Инпут тщательно выводила на руках узоры, теряя терпение и внушая самой себе, что это всё необходимо для наведения красоты и лоска.
«Если я его снова увижу… — улыбнулась, скрывая блаженное выражение лица от других девочек, готовящихся к обряду инициации очередной жрицы, рука дрогнула, зазвенев частыми браслетами из золота. — Я бы так хотела пасть ниц перед ним, уж я бы не задрожала, как те глупые курицы, когда их ведут за завесу, вот бы как-нибудь подсмотреть, что там… Четыре весны — это так долго, ждать долго, а вдруг он найдёт себе пару, полюбит земную жрицу, ведь это возможно или нет? Ведь это единственный бог, у которого нет спутницы, Бастет не в счёт, она ветреная богиня, он любит одиночество, или я чего-то не понимаю… Ну что там, за пеленой, куда уходит новая жрица, куда потом исчезает? — вопросы роились в юной голове совсем неюные. — Хоть бы одним глазком…»
— Девочки, готовы? — в помещение вошла их наставница, и девочки, стараясь не организовать давку в дверях, по парам вышли из приготовительного помещения.
Юные помощницы вышли в широкий коридор с красочными рисунками, ярко повествующими о том, как Анубис судит человека, как определяет судьбу, как просит богиню мудрости Маат помощи в этом, как заботится о каждой душе, стараясь проводить каждого в страну Осириса, как оплакивает каждую душу, если она не смогла пройти в Вечные врата.
— О, великая мать Исида, благодарю тебя, что когда-то ты спасла маленького Анубиса, — благоговейно прошептала девочка, в который раз рассматривая рисунки на стенах.
Бойкой стайкой они вбежали в огромный зал, по периметру которого стояли огромные медные светильники в дыму курящихся ароматных трав. Инпут радостно улыбнулась, она любила ту светлую атмосферу приготовления жрицы для бога справедливости. Наставницы раздали им в руки по маленькой зажжённой свече, и девочки стройным хором благозвучных голосов затянули благодарственные песнопения. Где-то в глубине залы заиграли систрум** и ручные барабаны, ловко складывая ноты в торжественную мелодию.
Исподлобья Инпут взглянула на введённую в залу и поставленную перед завесой девушку в тонкой рубашке, не скрывающей всех соблазнительных изгибов тела.
«Дрожит», — презрительно заметила дочь жреца, но всё же не смогла не признать томной красоты девушки.
Она увидела, как, откинув на секунду полог, из священного места вышел Камазу с перекинутой через плечо шкурой леопарда с клеймом Анубиса в виде анха.

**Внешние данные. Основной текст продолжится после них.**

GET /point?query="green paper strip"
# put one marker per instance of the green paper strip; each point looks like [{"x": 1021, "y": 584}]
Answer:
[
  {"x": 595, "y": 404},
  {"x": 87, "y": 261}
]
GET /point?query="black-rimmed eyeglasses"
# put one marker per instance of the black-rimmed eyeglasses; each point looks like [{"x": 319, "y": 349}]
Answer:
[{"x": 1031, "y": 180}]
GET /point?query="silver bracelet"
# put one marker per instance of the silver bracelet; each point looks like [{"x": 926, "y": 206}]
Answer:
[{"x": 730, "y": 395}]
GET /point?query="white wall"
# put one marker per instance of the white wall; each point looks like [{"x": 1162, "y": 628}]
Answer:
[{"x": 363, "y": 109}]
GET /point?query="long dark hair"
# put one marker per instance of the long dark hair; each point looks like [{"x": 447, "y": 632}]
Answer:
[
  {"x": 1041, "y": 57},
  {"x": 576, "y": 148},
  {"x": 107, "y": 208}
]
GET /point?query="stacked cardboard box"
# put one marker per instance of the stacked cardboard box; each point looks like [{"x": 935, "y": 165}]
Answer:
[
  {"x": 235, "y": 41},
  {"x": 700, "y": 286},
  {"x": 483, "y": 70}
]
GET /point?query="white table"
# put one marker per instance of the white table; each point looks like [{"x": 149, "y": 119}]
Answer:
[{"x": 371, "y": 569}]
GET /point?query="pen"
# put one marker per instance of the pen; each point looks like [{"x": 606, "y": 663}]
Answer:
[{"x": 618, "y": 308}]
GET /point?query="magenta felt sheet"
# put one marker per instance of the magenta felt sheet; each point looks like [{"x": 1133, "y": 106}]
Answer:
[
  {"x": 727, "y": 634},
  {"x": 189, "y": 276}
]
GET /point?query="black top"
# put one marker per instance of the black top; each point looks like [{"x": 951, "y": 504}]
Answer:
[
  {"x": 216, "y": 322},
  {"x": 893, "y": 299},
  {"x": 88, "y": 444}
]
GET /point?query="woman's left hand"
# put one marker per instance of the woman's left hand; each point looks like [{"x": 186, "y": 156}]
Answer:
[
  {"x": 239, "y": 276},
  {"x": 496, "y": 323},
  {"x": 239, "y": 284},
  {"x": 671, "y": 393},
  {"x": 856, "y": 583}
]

На вытянутых руках он поднял маску шакала того окраса, что не существует в природе, — чёрного, и торжественно водрузил себе на лицо. Молодая девушка почувствовала присутствие Анубиса. Тёмную, закручивающуюся в кокон холодную энергию. Волосы по-звериному встали на руках и зашевелились на затылке.
«Не боюсь, — упрямо, считывая животный рык из глубины второго плана этой реальности, куда часто приходил бог, привилегия её дара — видеть и слышать то, что скрыто для других, скрыто до тех пор, пока сам бог не соизволит воплотиться. — Интересно, знает ли о моём присутствии? А чем он пахнет? — и тут же одёрнув себя. — Убогая, — и тут же, — но никто не запрещает мечтать, мне бы только дорасти до её возраста, мне бы только взглянуть в его глаза, мне бы только сказать ему, как я люблю его и что я хочу…»
— Очи в пол, — строго скомандовал отец.
Инпут опустила голову, видя лишь, как голые пятки девушки исчезают из её поля зрения. Она поднималась по ступенькам.